Suddenly my speakers work, and seem to work on all the programs and webpages that they didn’t work on before!
Magic egg-laying-mammal-Gatling penises!
Like female humans, the answer is: Any kind they want.
In addition to what’s been mentioned above, a “mammal” is only what we define as such. You could define “mammal” to mean “the blue whale and all animals more closely related to it than dolphins”. This would make most everything else ‘surviving mammal-like reptiles’.
I think currently, the most widely accepted definition of mammal is what’s called the crown clade–all living groups and all fossil groups more closely related to the living ones than to the extinct ones. Under this and most other uses of the term, monotremes are mammals by definition, not non-mammalian synapsids, simply because the definition itself hinges partially on their inclusion.
Whether some of the other extinct groups mentioned above are technically mammals or not depends, again, on their position relative to monotremes and eutherians (marsupials and placentals).
A question for those who know more than I do about these things:
If we had no living examples of platypuses or echidnas, if ALL we had were the skeletons - would they be classified as mammals or a near-but-not-quite relative? Because, really, mammary glands don’t fossilize, do they… and the fact monotremes secrete milk (I assume) is a significant factor in including them in “mammals”.
The bones of the inner ear and the jaw (joint) can be used to distinguish mammals from non-mammals.
True.
However, I have a vague recollection that those characteristics in monotremes are actually closer to reptile than mammal. But I might be mis-remembering, I do that sometimes, which is why I asked about skeletal remains.
As the Wikipedia article I linked discusses, the skeletons of monotremes are closer in some ways to reptilian skeletons. They have jaws that are non-mammalian, they have side-set legs, like reptiles, and they have ears at the base of the jaw. Their inner ear bones are mammal-like, but there is an assertion that has been made that this is a parallel development. This assertion is disputed.
Your article just said they are different from other mammals, not that they are non-mammalian.
Seeing as the jawbone and inner ear arrangement of mammals is strictly limited to mammals, any other configuration is, arguably, non-mammalian,.
The ability to read and write is strictly limited to mammals as well, but lacking that ability is not in itself non-mammalian.

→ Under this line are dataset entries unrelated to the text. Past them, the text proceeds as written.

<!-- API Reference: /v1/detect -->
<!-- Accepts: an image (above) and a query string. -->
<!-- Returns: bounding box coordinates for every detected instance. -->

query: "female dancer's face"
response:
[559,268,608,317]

But monotremes are mammals. By saying “non-mammalian”, that implies “reptilian” in the context of answering the question. So even if monotremes have a feature that is atypical for mammals, that doesn’t make that feature reptilian. Does that make sense?
Yes. That is why I included the qualifier “arguably”. Go back and read the post, it’s really there.
Of course mammals can share characteristics with non-mammals. Having four legs is not restricted to mammals, it’s not a mammalian trait, it’s a trait of a LOT of critters.
However, it is my understanding that one of the reasons monotremes are classed with mammals is that they nurse their young, which we know ONLY because we have living specimens to study. For darn sure no one from Europe or Asia or Africa who first looked at a platypus and said “Damn - that’s OBVIOUSLY a mammal”. They didn’t. Accounts of the time made it very clear that it was a very confusing animal and in fact for a time the existing dead specimens returned to Europe were held to be fakes because the animal was just so weird.
Hence, my question - are their sufficient skeletal differences between monotremes and other mammal types that if all we had were skeletons they might be classed as something other than mammals, albeit closely related? It’s preceisely because of factoids like their jaws being non-standard-mammal that I ask that question. I’m not disputing their current classification, I’m asking that based on skeletons alone would they be definitively in or out of the group “mammals” or just a confusing mystery?